Ecco allora il terzo e ultimo protagonista di questo approfondimento su Neanderthal Stench Records, un devastante split pubblicato nel 2017 che da un lato ci offre un bellicoso, feroce e guerreggiante death metal vecchia scuola e dall’altro uno stenchcore di tradizione britannica, dalle melodie decadenti, dal piglio riottoso e dalle atmosfere apocalittiche. Insieme agli indimenticati texani War Master, i Chaosbringer sono stati fin dal primo giorno (e sono tuttora anche se piombati in un silenzio assordante da alcuni anni) una delle band più convincenti a colmare il vuoto lasciato dai maestri Bolt Thrower e in generale di certa scuola death metal britannica. I Chaosbringer si presentano in questo loro lato dello split intitolato Immersion in Darkness con tre tracce, di cui due inedite e una cover di Impale the Soul dei Nunslaughter, che non lasciano troppo spazio ai dubbi: un death metal old school dall’attitudine e dallo spirito ferocemente belligeranti, impacabili nella loro furia spietata e nel loro istinto distruttivo, un muro di suono granitico e inattaccabile che si pone come unico scopo quello di non fare prigionieri e di lasciare solo macerie sul campo di battaglia finito l’ascolto. Un death metal che parte e ritorna ai mostri sacri Bolt Thrower, tanto quelli più primitivi e “punk” di In Battle There Is no Law quanto quelli di War Master e Realm of Chaos, ma che guarda anche ai Benediction e in minor parte ai Cancer. Un sound che potrebbe risultare fin troppo derivativo ma che i nostri sanno maneggiare con attenzione, con passione e con la giusta dose di personalità, sfuggendo al rischio di apparire mere copie dei maestri britannici. Come annuncia il loro nome, bastano tre tracce ai russi per farsi portatori del caos nelle nostre vite e per organizzare l’assalto finale a questo mondo!
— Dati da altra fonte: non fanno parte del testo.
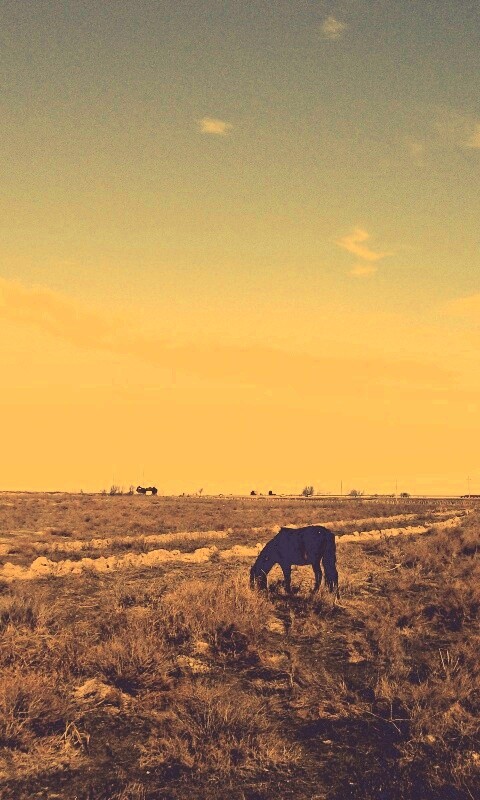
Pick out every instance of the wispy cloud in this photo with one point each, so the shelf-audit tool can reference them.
(217, 127)
(363, 270)
(64, 318)
(355, 243)
(332, 28)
Dall’altro lato dello split invece i Ruinas ci investono con il loro crust punk vecchia scuola che odora ancora dei fetori marciulenti di quel brodo primordiale noto come stenchcore. Muovendo i passi dalla primordiale lezione della scuola inglese di Deviated Instinct, Axegrinder e Hellbastard e affondando le radici in profondità nell’esempio di band come Sanctum o Stormcrow, gli argentini sono maestri nel costruire un’atmosfera apocalittico-catastrofica che aleggia pesante e minacciosa su tutte e cinque le tracce presenti sul loro lato dello split, evocando costantemente durante l’ascolto immaginari dominati da sofferenza, desolazione e miseria e facendoci così sprofondare in un’oscurità apparentemente impenetrabile e in vortici di paranoie senza fine. Ma lo stench-crust apocalittico suonato dai Ruinas non è solamente angoscia, disillusione e nichilimo, perché nella loro musica continua stoicamente a sopravvivere un istinto battagliero mosso da una furia barbarica che sottoforma di ascia bipenne è pronta a sferrare colpi mortali agli orrori della nostra civiltà. Come una flebile fiamma di resistenza e di ribellione che continua a bruciare sotto la cenere, il rozzo e primitivo crust punk dei Ruinas è pronto a divampare per illuminare l’oscurità di questi tempi bui e indicarci la strada tra le macerie lasciate dall’umanità una volta che si sarà estinta. Chaosbringer da una parte, Ruinas dall’altra. Senza gridare al miracolo, siamo comunque al cospetto di uno degli split più completi, intensi e feroci pubblicati all’interno della scena crust punk che merita assolutamente di essere riscoperto e apprezzato da tutti coloro che nella propria collezione personale custodiscono come fossero reliquie album del calibro di In Battle there’s no Law, Rock’n’Roll Conformity o On the Horizon.